Dit ervaringsverhaal werd in december 2024 gepubliceerd in het Dagblad van het Noorden. De originele tekst is geschreven door Marieke Kwak.
Een hersenbloeding zet je leven op zijn kop. Jennette Mooibroek uit Emmen weet daar alles van. Ze werd getroffen toen ze 44 jaar was. Een verhaal over angst, onbegrip, veerkracht en een prijs van 1000 euro.
Parkeren bij de HEMA
Huilend liep ze over straat. Ze kon haar auto niet terugvinden. Waar had ze hem nou toch geparkeerd? Haar Toyota Aygo, een eenmalig op de markt gebrachte luxe uitvoering, was niet bepaald onopvallend met zijn groen/oranje kleuren. Maar ze had geen flauw benul welke kant ze op moest gaan.
Was het toch allemaal te veel geweest? Ze was die dag op visite geweest bij een goede vriendin. Ze hadden thee gedronken en gekletst. En daarna wilde ze nog even langs kledingzaak Ter Stal om een shirtje te passen dat ze in de folder had gezien. Een vrolijk ding. Ze houdt van kleuren.
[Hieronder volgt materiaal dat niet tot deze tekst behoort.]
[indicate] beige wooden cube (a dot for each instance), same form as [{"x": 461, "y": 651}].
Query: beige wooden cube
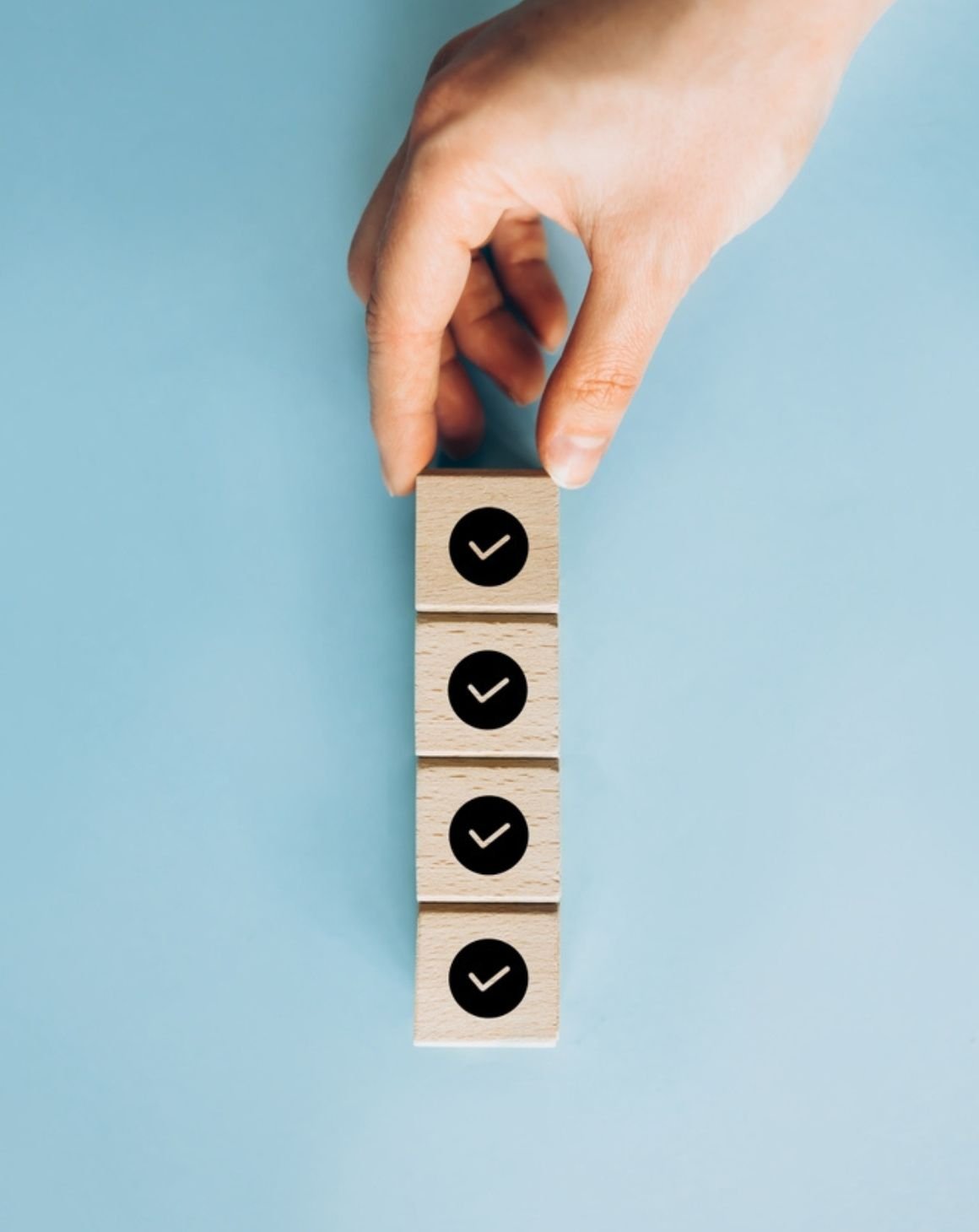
[
  {"x": 487, "y": 975},
  {"x": 488, "y": 830},
  {"x": 487, "y": 686},
  {"x": 487, "y": 541}
]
Een stemmetje in haar hoofd had gezeurd dat dit niet het beste idee was na een drukke dag, maar het stemmetje was zacht. Zacht genoeg om te kunnen negeren. Ze kon zich wel voor het hoofd slaan. Was ze toch weer in die valkuil getrapt. Over haar grenzen gegaan, ook al was de hersenbloeding inmiddels alweer 15 jaar geleden.
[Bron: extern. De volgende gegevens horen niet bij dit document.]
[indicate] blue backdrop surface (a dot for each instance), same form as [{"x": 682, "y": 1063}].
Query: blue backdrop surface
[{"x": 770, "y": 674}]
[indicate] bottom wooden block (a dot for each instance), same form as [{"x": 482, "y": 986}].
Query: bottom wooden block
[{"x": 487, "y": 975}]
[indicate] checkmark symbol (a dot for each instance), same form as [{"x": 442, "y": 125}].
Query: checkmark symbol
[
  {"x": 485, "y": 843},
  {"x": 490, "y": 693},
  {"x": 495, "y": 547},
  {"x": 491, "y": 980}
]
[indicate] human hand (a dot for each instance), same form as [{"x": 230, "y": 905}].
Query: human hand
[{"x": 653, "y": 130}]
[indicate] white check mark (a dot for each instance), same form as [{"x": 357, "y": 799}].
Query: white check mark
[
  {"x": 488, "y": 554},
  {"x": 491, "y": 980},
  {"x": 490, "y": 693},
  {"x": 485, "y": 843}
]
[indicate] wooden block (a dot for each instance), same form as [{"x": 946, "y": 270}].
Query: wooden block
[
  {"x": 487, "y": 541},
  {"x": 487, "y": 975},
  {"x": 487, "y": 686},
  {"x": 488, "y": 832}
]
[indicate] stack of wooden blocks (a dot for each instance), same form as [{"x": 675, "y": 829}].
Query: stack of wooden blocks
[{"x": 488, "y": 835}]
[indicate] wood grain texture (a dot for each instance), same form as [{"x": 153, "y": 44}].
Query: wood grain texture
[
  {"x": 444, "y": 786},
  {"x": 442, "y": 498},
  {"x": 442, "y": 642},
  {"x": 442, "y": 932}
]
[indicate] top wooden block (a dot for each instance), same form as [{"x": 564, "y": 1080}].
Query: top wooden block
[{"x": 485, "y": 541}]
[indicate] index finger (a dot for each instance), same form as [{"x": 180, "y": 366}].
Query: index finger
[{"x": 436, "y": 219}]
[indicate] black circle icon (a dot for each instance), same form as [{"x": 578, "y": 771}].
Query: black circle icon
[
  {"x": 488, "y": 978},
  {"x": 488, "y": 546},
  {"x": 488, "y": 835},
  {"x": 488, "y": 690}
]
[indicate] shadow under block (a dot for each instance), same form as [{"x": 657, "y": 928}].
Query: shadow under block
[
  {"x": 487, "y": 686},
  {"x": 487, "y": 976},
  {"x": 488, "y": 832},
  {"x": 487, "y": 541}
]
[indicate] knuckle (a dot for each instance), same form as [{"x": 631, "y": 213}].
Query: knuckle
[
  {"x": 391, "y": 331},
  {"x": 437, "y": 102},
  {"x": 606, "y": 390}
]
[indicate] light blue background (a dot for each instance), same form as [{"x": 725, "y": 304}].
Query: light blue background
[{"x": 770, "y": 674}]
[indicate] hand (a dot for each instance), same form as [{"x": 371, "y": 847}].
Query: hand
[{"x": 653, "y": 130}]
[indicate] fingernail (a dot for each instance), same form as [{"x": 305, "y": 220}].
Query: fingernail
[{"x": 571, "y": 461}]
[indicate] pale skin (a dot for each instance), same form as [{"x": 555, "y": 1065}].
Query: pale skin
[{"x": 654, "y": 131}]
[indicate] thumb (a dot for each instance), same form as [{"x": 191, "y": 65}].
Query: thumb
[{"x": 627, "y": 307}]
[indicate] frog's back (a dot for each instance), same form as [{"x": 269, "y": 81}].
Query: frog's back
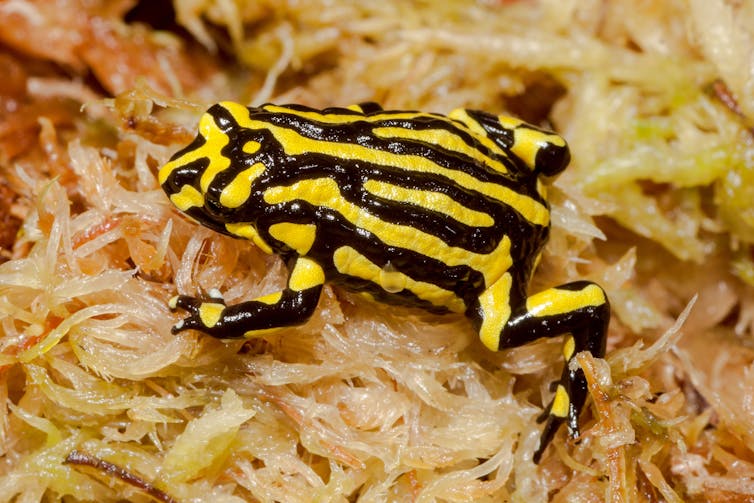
[{"x": 410, "y": 207}]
Wat een uilskuiken was ze. Terwijl ze het altijd zo goed wist als het om anderen ging. “Parkeer je auto bij de Hema, in welke plaats je ook bent.” Dat hield zij haar lotgenoten voor als ze voorlichting gaf bij Patiëntenvereniging Hersenletsel.nl. Want de Hema heeft van die mooie grote rode letters op de gevel. Die zie je van verre en dan weet je het wel weer. Maar hier, in de wijk Bargeres in Emmen, was geen Hema. Wel een parkeerplaats, maar tussen al het gestalde blik stond niet haar Toyota.
Er zat niets anders op dan hulp te vragen. “Ik ben mijn auto kwijt”, snikte ze tegen een vrouw die voorbijliep met een klein, wit hondje. “Ik weet het niet meer. Ik heb hersenletsel.” Die laatste drie woorden zijn belangrijk, anders begrijpen mensen het niet. Begrijpen ze háár niet. Aan niets is te zien dat Jennette schade in haar hoofd heeft. De vrouw bekeek haar. Zag de paniek. En ze antwoordde: “Stil maar. We vinden hem vast.” Maar ook samen slaagden ze er niet in het voertuig op te sporen. “Laat maar zitten. Dit wordt niks”, zei Jennette.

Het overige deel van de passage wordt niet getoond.